By the early 19th century the sea advanced, chewing ever more land away and the sand dunes were pushed back around the church. When Robert Ladbrooke engraved the tower for his series of illustrations of the churches of Norfolk in 1823, the tower was still, just, on the landward side of the dunes. By 1893, the church was not only on the beach, the chancel ruins had been destroyed. That the tower stood until 1895 and formed such a local landmark made it an attraction for early photographers and so we have a number of early plates, most notably the fine image taken by a Norwich photographer called Fitt, c.1890, and which was reproduced and sold in some numbers by him after the tower fell. it has been possible to show that the parish church was originally a two-celled building which had a round west tower, and a south aisle subsequently added. The tower is difficult to date, but from its size, proportions and coursed flint walling, appears to be Norman in date, probably of the 12th century. In January 1913, a large storm reportedly exposed much of the church and the village of Eccles.

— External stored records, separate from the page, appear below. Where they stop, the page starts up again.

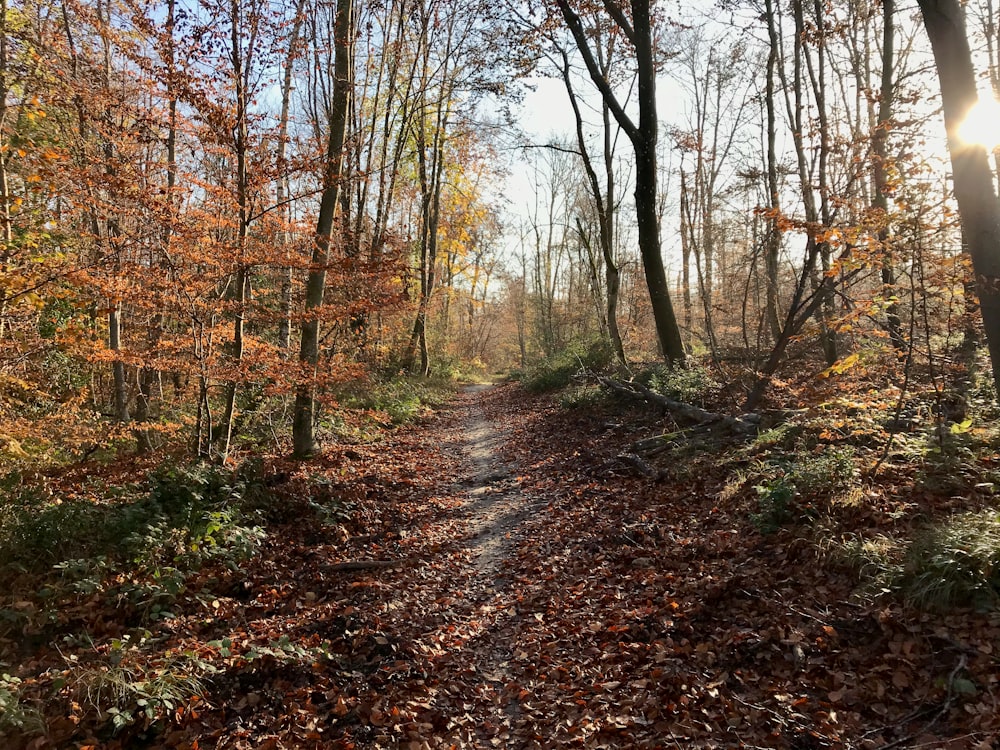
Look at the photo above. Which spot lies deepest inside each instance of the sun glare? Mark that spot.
(981, 125)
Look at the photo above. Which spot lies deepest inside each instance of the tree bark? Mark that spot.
(304, 443)
(644, 137)
(975, 193)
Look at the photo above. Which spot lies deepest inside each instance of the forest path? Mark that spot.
(496, 507)
(472, 647)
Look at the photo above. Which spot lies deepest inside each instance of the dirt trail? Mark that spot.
(497, 506)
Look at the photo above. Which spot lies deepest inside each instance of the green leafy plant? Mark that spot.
(124, 688)
(955, 563)
(692, 384)
(558, 371)
(14, 715)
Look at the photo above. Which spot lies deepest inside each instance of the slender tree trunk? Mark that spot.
(304, 443)
(773, 242)
(6, 225)
(285, 324)
(644, 138)
(975, 193)
(880, 199)
(604, 204)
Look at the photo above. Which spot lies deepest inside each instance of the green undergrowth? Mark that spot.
(147, 552)
(559, 370)
(136, 547)
(398, 399)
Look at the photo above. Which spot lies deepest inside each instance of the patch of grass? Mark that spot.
(123, 688)
(789, 489)
(137, 551)
(955, 563)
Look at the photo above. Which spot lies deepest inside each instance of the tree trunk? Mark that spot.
(304, 443)
(880, 200)
(978, 205)
(643, 137)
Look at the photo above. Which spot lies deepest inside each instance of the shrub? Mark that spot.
(692, 384)
(401, 398)
(140, 551)
(788, 488)
(15, 716)
(955, 563)
(557, 372)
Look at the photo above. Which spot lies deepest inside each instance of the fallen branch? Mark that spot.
(746, 424)
(353, 565)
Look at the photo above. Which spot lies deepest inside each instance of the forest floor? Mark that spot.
(496, 575)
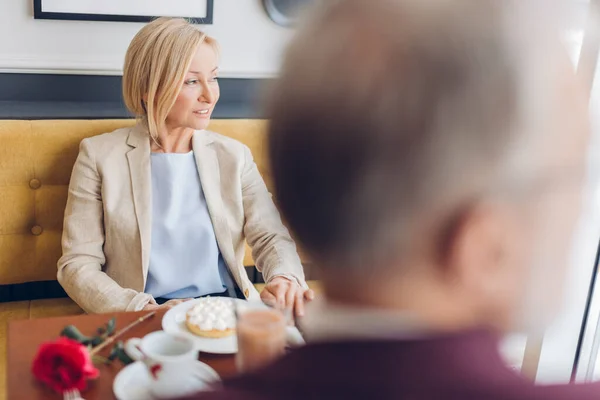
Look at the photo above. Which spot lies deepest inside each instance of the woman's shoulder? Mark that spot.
(225, 143)
(108, 142)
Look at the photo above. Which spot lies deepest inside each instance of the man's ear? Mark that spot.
(476, 245)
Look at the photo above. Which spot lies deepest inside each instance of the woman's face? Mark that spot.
(199, 93)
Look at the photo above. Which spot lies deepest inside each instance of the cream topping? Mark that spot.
(213, 313)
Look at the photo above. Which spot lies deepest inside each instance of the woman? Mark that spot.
(159, 213)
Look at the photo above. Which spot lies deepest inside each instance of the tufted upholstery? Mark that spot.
(36, 158)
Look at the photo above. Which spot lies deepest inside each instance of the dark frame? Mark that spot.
(39, 14)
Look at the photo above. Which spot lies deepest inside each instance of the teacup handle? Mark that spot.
(293, 337)
(133, 349)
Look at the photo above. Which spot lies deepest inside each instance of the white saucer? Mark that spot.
(133, 381)
(174, 322)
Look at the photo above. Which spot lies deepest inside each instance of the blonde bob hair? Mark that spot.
(156, 63)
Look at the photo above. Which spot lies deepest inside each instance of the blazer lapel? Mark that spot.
(139, 169)
(210, 179)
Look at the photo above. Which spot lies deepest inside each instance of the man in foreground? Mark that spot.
(429, 155)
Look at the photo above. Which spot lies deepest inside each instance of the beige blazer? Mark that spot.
(107, 225)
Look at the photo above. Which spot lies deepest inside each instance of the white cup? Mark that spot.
(170, 360)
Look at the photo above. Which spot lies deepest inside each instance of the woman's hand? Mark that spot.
(164, 306)
(283, 293)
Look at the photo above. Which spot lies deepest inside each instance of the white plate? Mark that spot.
(133, 381)
(174, 322)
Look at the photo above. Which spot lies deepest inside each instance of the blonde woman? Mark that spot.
(159, 213)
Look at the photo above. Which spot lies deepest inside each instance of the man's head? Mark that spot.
(429, 155)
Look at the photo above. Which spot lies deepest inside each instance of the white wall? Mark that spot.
(251, 42)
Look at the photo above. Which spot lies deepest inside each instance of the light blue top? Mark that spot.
(185, 260)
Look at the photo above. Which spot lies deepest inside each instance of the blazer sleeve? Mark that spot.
(80, 269)
(273, 249)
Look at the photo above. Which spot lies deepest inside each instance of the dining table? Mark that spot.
(26, 336)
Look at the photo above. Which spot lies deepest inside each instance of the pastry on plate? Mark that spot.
(211, 317)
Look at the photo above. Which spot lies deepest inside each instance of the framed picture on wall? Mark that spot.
(197, 11)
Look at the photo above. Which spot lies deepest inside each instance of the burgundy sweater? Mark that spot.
(454, 367)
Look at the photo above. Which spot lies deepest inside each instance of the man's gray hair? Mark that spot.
(392, 115)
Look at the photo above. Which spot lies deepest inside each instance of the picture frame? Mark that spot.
(284, 12)
(196, 11)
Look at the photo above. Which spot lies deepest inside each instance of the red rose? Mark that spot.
(64, 365)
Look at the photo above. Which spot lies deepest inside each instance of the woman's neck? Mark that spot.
(177, 140)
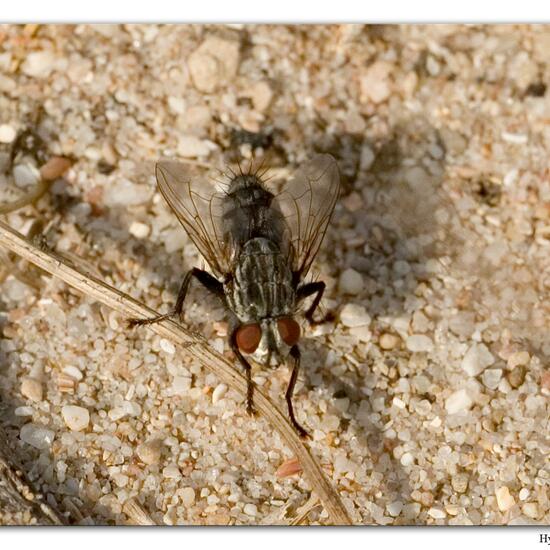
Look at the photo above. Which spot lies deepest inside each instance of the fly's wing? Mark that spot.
(198, 207)
(306, 203)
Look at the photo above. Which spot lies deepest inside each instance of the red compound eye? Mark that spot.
(289, 330)
(248, 337)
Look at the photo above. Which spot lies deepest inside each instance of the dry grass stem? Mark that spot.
(194, 344)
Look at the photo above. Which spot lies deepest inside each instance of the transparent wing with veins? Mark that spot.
(307, 202)
(198, 206)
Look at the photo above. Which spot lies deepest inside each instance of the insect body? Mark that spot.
(259, 247)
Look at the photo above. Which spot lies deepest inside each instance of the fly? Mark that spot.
(259, 246)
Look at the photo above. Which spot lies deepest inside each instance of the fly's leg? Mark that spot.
(248, 371)
(317, 288)
(211, 284)
(295, 354)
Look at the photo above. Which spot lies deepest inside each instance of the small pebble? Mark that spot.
(289, 468)
(187, 496)
(354, 315)
(519, 358)
(477, 359)
(181, 384)
(192, 146)
(73, 372)
(7, 133)
(394, 508)
(375, 83)
(459, 401)
(167, 346)
(171, 472)
(517, 376)
(218, 393)
(460, 482)
(437, 513)
(516, 139)
(37, 436)
(213, 63)
(38, 64)
(25, 175)
(54, 168)
(76, 418)
(505, 500)
(139, 230)
(23, 411)
(32, 389)
(491, 378)
(531, 510)
(389, 341)
(150, 452)
(407, 459)
(419, 343)
(250, 510)
(261, 95)
(350, 282)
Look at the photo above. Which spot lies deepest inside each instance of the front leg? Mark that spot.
(318, 287)
(248, 371)
(211, 284)
(295, 354)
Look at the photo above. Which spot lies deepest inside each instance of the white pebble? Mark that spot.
(167, 346)
(23, 411)
(37, 436)
(76, 418)
(531, 510)
(176, 104)
(261, 95)
(407, 459)
(214, 62)
(150, 452)
(459, 401)
(437, 513)
(38, 64)
(477, 359)
(192, 146)
(388, 341)
(32, 389)
(250, 510)
(394, 508)
(219, 392)
(73, 372)
(401, 267)
(375, 83)
(7, 133)
(419, 343)
(181, 385)
(25, 175)
(398, 403)
(517, 359)
(517, 139)
(351, 282)
(187, 496)
(139, 230)
(505, 500)
(354, 315)
(491, 378)
(171, 472)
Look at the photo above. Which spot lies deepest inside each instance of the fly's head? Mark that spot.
(268, 340)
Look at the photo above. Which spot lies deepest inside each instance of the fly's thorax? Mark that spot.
(262, 283)
(272, 350)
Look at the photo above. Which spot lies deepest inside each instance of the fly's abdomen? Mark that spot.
(262, 282)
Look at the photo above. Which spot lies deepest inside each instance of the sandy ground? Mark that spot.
(428, 394)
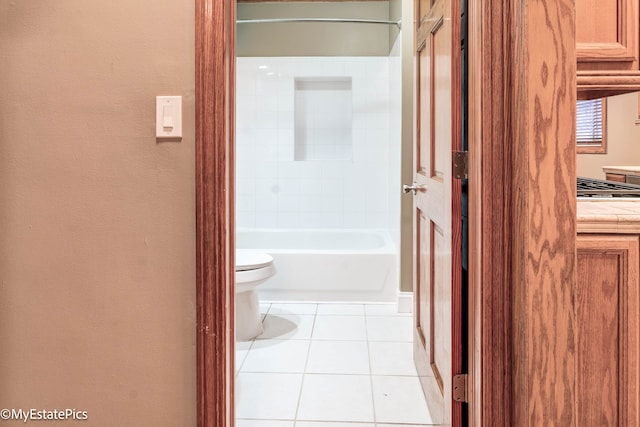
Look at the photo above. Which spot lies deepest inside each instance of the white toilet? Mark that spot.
(252, 268)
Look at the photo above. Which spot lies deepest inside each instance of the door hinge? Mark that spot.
(460, 388)
(460, 164)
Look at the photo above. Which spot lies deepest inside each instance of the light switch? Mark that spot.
(168, 117)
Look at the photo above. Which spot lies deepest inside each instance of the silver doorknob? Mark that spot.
(413, 188)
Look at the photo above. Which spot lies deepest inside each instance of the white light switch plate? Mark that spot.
(168, 117)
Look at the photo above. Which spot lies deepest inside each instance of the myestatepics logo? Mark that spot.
(26, 415)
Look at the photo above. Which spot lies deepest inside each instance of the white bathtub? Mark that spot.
(326, 265)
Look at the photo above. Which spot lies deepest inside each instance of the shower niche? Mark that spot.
(323, 120)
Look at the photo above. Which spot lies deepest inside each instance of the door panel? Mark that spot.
(437, 222)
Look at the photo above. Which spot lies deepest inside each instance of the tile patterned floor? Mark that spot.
(330, 365)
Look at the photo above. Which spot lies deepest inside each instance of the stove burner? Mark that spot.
(589, 187)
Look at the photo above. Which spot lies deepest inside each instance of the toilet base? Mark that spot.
(248, 318)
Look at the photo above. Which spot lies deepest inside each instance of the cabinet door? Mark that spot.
(607, 34)
(607, 47)
(607, 330)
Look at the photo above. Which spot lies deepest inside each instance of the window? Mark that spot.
(591, 129)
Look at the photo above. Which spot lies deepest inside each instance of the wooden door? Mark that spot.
(437, 222)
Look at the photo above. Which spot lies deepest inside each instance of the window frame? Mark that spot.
(592, 147)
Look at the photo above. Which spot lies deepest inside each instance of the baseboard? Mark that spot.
(405, 302)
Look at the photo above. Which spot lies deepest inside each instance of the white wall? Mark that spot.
(276, 191)
(395, 148)
(313, 39)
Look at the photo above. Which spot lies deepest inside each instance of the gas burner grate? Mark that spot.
(589, 187)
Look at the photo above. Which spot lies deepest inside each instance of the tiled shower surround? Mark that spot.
(346, 184)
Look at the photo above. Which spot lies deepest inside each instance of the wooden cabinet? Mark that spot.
(607, 47)
(607, 307)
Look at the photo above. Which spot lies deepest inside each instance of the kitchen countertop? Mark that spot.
(622, 170)
(619, 216)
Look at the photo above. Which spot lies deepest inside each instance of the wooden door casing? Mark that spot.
(507, 388)
(437, 211)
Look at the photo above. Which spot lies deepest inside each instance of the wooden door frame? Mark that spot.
(522, 166)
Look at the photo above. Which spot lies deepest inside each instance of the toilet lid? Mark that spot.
(251, 260)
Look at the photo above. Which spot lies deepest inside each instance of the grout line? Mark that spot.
(373, 399)
(304, 371)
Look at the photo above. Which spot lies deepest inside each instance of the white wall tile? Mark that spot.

It was said that in the 1960s the location of the church was obvious from two large piles of flint, but they are covered by sand today. For 15 years from the mid-1980s the site of Eccles, by then designated as the Eccles Deserted Medieval Village, was exposed by beach scours, most notably in 1991 and 1993. An archaeological watching brief undertaken at the time identified the church ruins, evidence of burials, ancient trackways and foundations of former dwellings in the vicinity of the church, including some dozen abandoned water wells. Excavation of these wells produced a wide range of metal, leather, timber and pottery all dateable to the late 16th century, indicating that the village had been abandoned at that time.

Norfolk County Council Archive has a few Victorian prints showing the tower still standing; examples can be seen on the Norfolk County Council website. A beach service is held on the last Sunday in August every year on the beach near North Gap, Eccles to remember the old church and the people who are buried there.